Eppure c'è stato un calo delle denunce (i reati di maltrattamenti denunciati sono passati dai 1.157 dei primi 22 giorni del marzo 2019 a 652 dello stesso periodo di quest'anno). Cosa raccontano questi numeri?
«Che da quando è iniziato l'isolamento a causa della epidemia di coronavirus per tante donne si è interrotto un percorso di consapevolezza. Significa che ci sono persone che si trovano nella impossibilità di denunciare con libertà. Sono anche diminuite le richieste al 112 per esempio, e questo è un altro dato che ci fa allarmare. È un momento in cui si interrompe anche un percorso di fiducia in se stesse. Chiuse in casa, in condizioni spesso problematiche, tante donne soffrono l'impotenza. Ma è un errore perché fuori ci sono strutture pronte a tendere la mano. In queste condizioni basta mandare una mail, un sms, una telefonata breve, magari mentre si scende a fare la spesa o si sta in fila alla farmacia. La rete di aiuto esiste eccome».
A volte è più semplice da dire che non da fare.
«Il Parlamento e il Governo devono predisporre misure e risorse economiche aggiuntive e procedure più snelle per garantire misure di protezione, sostegno e accoglienza alle donne e ai loro bambini, anche in casi di quarantena per positività accertata al virus».
La commissione ha approvato due giorni fa all'unanimità, riunendosi in deroga alle disposizioni, un documento sull'emergenza della violenza legata alla pandemia chiedendo emendamenti al Dl Cura Italia. Di che si tratta?
«Tanto per cominciare chiediamo di pubblicizzare di più e in più lingue il numero 1522 con l'attivazione di sms e chat, poi di assicurare ai centri antiviolenza, alle case rifugio, agli sportelli antitratta kit sanitari e disinfettanti, sanificazione, dotazioni tecnologiche e spazi di quarantena necessari per assistere madri e figli. In tempi brevi dobbiamo individuare ulteriori strutture per la residenza temporanea delle donne in pericolo, assicurare il coordinamento tra le forze dell'ordine e i centri antiviolenza e misure per le donne immigrate. Infine chiediamo di incentivare l'applicazione della misura dell'allontanamento urgente dalla casa famigliare dell'uomo maltrattante anche per i reati come le minacce e le lievi lesioni».

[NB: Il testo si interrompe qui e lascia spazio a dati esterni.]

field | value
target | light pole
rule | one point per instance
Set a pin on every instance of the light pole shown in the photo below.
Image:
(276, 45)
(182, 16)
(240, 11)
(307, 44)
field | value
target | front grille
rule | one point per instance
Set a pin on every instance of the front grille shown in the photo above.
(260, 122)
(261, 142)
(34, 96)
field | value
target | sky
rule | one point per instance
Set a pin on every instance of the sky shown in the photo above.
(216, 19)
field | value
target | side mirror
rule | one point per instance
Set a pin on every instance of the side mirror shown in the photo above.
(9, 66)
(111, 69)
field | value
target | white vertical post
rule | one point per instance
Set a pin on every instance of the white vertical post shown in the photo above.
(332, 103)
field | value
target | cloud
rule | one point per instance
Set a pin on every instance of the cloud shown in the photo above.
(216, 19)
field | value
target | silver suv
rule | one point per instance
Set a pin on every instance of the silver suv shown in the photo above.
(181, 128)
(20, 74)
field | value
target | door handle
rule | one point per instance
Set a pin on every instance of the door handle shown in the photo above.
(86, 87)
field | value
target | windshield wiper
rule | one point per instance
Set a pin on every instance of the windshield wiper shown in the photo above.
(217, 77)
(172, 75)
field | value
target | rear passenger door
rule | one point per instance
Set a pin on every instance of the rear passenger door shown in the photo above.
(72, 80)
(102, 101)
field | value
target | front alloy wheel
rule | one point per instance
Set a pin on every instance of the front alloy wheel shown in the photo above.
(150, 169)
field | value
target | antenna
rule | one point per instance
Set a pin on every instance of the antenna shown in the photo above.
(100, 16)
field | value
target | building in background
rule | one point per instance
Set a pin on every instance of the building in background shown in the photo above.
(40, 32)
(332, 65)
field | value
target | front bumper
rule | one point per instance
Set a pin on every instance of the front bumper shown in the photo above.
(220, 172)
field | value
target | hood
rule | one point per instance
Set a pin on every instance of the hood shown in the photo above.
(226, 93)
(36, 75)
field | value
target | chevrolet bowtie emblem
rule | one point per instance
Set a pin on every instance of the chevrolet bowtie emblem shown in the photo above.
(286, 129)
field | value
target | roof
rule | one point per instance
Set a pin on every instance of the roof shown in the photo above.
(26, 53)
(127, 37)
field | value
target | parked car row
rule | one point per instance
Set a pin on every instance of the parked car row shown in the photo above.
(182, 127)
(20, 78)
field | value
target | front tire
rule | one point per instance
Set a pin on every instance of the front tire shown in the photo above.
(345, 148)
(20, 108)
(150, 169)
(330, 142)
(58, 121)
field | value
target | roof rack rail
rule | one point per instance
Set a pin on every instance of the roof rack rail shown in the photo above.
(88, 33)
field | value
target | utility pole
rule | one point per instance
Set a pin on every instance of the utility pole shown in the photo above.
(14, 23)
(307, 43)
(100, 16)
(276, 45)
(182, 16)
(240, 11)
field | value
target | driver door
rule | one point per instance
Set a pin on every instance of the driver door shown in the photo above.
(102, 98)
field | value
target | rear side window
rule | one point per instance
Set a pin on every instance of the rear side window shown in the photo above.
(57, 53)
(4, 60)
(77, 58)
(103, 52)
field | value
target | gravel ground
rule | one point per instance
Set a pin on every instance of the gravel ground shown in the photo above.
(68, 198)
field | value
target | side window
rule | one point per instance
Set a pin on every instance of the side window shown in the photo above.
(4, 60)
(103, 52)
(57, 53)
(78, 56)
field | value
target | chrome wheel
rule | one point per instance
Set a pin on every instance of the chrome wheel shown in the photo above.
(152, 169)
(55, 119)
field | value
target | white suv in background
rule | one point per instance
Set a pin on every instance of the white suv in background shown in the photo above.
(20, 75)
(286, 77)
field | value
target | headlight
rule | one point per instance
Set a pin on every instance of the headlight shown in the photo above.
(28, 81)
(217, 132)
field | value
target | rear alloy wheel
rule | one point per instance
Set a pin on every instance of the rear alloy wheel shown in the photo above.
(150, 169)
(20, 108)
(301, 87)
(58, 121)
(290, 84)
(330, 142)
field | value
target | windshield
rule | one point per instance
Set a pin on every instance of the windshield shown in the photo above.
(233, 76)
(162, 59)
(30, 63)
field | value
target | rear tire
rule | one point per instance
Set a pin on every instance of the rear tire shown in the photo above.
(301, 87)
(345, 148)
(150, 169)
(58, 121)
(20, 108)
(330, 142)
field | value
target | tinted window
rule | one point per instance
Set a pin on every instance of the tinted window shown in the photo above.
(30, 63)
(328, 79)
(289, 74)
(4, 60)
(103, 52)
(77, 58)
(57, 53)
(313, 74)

L'Istat riporta che quasi 7 milioni di italiane dai 16 ai 70 anni hanno subito almeno una volta nella vita una forma di violenza (20,2% violenza fisica, 21% violenza sessuale con casi nel 5,4% di violenze sessuali gravi, come stupro e tentato stupro). Che ne pensa?
«Non si tratta di un'emergenza, ma di un fenomeno sociale e culturale drammatico. Dobbiamo tutelare le donne che denunciano».
Quanti sono stati i femminicidi del 2019?
«133.

Troppi. Non è accettabile che una donna debba morire solo perché nata donna. Non accettabile per un Paese civile e avanzato».